The authors carry us into the school rooms studied via Daphna Bassok, Scott Lathem, and Anna Rorem, of the University of Virginia, who used two large, nationally consultant facts units to examine public school kindergarten classrooms between 1998 and 2010. More formal, directed instruction in reading, writing, and math, once the province of first grade, has trickled down into kindergarten. Close reading is becoming part of the expected skill set of 5-year-olds, and the pressure has extended, in some cases, to prekindergarten, where children are being asked to master reading by the end of the year. The repercussions are severe:
It’s quintessential for each and every kindergarten baby to sense welcomed and included, to be phase of the class. Instead, we’re setting apart the cream from the milk. From the beginning, we’re telling children who are poor, ‘You’re deficient,’ rather of supporting them end up in a position and experience profitable and section of their class. Then it’s ‘remedial this, remedial that.’ It’s discrimination.
The report concludes with a series of recommendations—from the real experts in the room. The first calls for the withdrawal of current early childhood standards and mandates. Another urges the use of authentic assessment, based on observations of children, their development, and learning. Number ten addresses child poverty, our national stain:
Work at all stages of society to reduce, and finally quit infant poverty. To do this, we should first renowned that a slender focal point on enhancing faculties will no longer resolve the complicated troubles related with toddler poverty.

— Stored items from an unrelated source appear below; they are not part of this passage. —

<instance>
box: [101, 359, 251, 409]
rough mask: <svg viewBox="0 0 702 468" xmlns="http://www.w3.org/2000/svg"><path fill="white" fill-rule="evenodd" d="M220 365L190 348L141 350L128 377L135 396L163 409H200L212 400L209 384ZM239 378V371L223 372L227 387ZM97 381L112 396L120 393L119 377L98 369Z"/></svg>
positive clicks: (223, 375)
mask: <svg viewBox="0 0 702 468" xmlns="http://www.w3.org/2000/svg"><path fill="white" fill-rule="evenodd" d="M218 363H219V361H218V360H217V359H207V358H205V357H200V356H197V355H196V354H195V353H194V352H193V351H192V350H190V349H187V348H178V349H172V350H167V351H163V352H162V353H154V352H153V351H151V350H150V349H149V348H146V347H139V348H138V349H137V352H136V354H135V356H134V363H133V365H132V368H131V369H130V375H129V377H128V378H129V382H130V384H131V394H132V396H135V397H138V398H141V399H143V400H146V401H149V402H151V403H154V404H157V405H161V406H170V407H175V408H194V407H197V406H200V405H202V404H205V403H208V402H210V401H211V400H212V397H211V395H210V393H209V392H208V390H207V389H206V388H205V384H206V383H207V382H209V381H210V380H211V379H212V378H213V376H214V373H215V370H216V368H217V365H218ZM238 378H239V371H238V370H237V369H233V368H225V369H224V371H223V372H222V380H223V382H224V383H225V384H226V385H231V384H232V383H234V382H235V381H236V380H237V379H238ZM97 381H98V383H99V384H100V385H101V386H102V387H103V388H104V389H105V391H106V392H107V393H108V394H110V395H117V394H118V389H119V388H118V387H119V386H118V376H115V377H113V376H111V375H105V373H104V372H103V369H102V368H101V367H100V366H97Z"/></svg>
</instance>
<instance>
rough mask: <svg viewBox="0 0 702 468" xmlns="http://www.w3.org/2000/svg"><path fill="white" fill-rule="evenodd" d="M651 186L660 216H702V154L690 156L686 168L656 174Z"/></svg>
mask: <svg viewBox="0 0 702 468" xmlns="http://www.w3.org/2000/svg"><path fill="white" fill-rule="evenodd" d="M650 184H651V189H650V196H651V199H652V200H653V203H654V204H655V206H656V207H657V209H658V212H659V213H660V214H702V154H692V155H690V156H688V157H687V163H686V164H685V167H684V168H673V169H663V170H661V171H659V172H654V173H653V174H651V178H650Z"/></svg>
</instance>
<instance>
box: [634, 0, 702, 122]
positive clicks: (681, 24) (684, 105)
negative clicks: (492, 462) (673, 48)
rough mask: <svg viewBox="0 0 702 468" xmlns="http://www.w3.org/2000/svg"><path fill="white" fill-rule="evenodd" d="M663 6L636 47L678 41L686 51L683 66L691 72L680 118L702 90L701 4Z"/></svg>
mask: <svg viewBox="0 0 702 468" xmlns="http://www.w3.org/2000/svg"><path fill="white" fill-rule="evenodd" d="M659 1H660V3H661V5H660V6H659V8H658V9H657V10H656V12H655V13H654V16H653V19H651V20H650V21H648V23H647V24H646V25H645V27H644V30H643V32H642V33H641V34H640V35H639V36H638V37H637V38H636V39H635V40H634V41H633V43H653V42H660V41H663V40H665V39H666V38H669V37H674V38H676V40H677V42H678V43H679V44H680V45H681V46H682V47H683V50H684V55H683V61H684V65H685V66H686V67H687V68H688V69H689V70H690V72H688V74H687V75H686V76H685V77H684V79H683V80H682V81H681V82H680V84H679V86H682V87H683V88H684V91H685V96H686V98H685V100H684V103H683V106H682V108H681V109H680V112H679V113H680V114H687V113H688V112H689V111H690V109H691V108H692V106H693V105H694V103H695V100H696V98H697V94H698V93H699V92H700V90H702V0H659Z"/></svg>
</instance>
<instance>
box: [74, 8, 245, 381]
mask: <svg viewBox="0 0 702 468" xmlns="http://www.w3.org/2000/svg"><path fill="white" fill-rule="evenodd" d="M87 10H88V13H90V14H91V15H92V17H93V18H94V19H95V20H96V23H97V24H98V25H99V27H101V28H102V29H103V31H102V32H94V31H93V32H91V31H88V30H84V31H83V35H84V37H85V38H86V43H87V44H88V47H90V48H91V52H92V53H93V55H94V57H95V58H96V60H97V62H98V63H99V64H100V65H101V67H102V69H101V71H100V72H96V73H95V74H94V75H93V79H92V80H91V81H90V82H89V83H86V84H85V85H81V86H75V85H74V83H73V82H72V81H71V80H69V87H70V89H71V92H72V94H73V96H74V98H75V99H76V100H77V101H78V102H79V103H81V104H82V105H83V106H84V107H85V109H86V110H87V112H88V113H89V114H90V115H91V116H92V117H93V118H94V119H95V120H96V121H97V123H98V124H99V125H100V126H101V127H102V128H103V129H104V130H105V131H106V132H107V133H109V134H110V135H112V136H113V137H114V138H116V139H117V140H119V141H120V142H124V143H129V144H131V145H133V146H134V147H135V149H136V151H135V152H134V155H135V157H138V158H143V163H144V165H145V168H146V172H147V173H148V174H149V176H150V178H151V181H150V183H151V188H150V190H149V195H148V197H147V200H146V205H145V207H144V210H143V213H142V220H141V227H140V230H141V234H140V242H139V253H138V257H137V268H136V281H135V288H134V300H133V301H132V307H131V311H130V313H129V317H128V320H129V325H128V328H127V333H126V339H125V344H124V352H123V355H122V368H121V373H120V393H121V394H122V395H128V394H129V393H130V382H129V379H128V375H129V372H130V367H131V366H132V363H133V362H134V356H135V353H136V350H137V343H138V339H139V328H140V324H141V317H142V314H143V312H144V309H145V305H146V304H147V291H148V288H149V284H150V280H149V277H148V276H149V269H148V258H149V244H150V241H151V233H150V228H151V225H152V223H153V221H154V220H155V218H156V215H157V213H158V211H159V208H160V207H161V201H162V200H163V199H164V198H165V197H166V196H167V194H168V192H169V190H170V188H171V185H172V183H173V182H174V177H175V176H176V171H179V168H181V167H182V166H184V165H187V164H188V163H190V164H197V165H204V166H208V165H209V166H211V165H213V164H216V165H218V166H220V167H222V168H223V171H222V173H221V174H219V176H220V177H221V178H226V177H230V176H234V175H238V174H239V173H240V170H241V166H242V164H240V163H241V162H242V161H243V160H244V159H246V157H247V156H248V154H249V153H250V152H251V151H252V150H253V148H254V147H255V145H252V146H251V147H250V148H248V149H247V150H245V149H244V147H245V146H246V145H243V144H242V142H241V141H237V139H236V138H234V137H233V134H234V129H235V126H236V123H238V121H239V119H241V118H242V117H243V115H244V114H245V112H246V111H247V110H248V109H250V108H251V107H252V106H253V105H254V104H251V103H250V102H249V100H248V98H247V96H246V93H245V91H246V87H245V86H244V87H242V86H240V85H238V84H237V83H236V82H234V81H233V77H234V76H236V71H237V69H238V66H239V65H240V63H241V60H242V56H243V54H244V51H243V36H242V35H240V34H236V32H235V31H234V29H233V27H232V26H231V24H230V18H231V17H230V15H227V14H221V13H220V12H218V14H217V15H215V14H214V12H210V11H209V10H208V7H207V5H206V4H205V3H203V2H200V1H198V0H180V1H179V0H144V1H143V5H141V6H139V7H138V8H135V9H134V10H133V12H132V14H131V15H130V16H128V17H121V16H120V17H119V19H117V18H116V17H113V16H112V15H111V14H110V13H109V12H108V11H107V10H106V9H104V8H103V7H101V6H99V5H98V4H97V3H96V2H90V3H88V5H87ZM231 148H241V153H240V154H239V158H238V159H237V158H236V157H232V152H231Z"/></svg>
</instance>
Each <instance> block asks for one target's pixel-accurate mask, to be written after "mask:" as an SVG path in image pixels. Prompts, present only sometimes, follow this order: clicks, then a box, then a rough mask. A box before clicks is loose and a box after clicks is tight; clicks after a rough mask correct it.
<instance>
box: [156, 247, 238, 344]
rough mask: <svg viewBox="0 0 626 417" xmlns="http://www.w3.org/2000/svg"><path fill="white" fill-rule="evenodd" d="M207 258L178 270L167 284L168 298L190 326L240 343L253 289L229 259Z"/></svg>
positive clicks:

Breaking the silence used to be by no means so sweet. Now it’s time, as John Lewis says, to get in correct trouble.
DEFENDING THE EARLY YEARS RELEASES ITS LATEST REPORT: “TEACHERS SPEAK OUT: HOW SCHOOL REFORMS ARE FAILING LOW-INCOME YOUNG CHILDREN”

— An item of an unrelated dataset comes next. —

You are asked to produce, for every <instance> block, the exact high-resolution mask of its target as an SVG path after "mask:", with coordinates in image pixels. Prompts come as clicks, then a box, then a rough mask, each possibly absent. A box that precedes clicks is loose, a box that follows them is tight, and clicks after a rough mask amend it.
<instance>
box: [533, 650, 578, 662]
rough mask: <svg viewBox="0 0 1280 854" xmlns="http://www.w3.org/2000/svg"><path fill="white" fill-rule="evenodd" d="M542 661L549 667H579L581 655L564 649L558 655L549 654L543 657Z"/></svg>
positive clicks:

NETWORK FOR PUBLIC EDUCATION MOUNTING A CAMPAIGN TO DEFEAT BETSY DEVOS AS SECRETARY OF EDUCATION
Senate hearings on the affirmation of Betsy DeVos as Secretary of Education start on January 11, 2017. Many educators have grave worries about Mrs. DeVos. See “ A Sobering Look at What Betsy DeVos Did to Education in Michigan – and What She Might Do as Secretary of Education ” from The Answer Sheet in The Washington Post and “Betsy DeVos and God’s Plan for Schools” in the Dec. 13, 2016 New York Times.

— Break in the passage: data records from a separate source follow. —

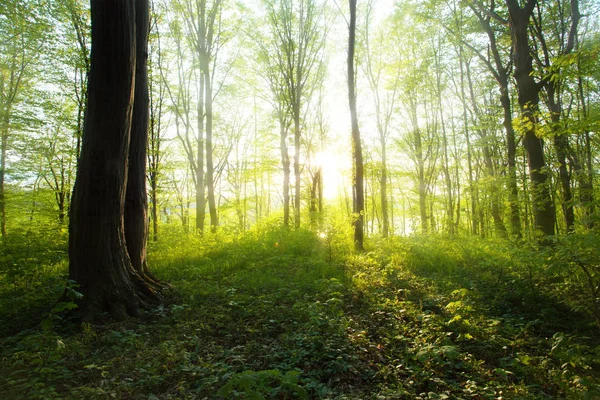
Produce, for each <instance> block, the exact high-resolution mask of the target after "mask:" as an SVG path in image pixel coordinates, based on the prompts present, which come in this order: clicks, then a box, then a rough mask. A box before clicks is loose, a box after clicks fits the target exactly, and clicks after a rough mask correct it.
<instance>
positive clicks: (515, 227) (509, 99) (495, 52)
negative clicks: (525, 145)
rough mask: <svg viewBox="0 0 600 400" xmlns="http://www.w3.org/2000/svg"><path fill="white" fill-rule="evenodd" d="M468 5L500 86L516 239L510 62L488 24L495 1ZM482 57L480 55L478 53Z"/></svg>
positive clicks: (488, 62)
mask: <svg viewBox="0 0 600 400" xmlns="http://www.w3.org/2000/svg"><path fill="white" fill-rule="evenodd" d="M469 7H470V8H471V10H472V11H473V13H474V14H475V16H476V17H477V19H478V20H479V23H480V24H481V26H482V28H483V30H484V31H485V32H486V34H487V35H488V39H489V41H490V48H489V49H490V51H491V56H492V58H493V64H492V62H491V61H489V59H484V60H485V64H486V65H487V67H488V69H489V70H490V72H491V73H492V75H494V78H495V79H496V82H497V83H498V86H499V88H500V104H501V105H502V112H503V116H504V119H503V121H502V125H503V126H504V130H505V132H506V147H507V164H508V171H507V174H508V179H507V188H508V202H509V205H510V206H509V207H510V225H511V234H512V235H513V236H515V237H516V238H517V239H520V238H521V237H522V236H523V234H522V231H521V217H520V211H519V198H518V194H519V191H518V187H517V161H516V154H517V145H516V140H515V131H514V128H513V124H512V107H511V101H510V94H509V88H508V81H509V76H508V72H509V70H510V63H509V65H507V66H504V64H503V62H502V57H501V56H500V52H499V50H498V42H497V40H496V31H495V30H494V29H493V28H492V26H491V24H490V19H491V16H490V15H491V14H494V13H495V9H494V7H495V3H494V2H492V3H490V10H489V11H490V12H489V13H482V12H481V10H480V9H479V8H478V7H476V6H475V5H474V4H469ZM480 57H481V58H482V56H481V55H480Z"/></svg>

Network for Public Education is mounting a marketing campaign and encouraging educators and different worried residents to contact their Senator. Find a pattern letter and the addresses of all Senators at https://actionnetwork.org/letters/tell-your-senator-to-vote-no-for-betsy-devos?source=facebook&. Or write your own letter, in your own words.
Another choice is to name 202-225-3121 and be related with any congressional member, each Senators and Members of the House of Representatives. Tell the staffer who solutions that you are adverse to Mrs. DeVos’ confirmation as Secretary of Education. They will ask for your identify and zip code and tally your name as a “yay” or “nay.”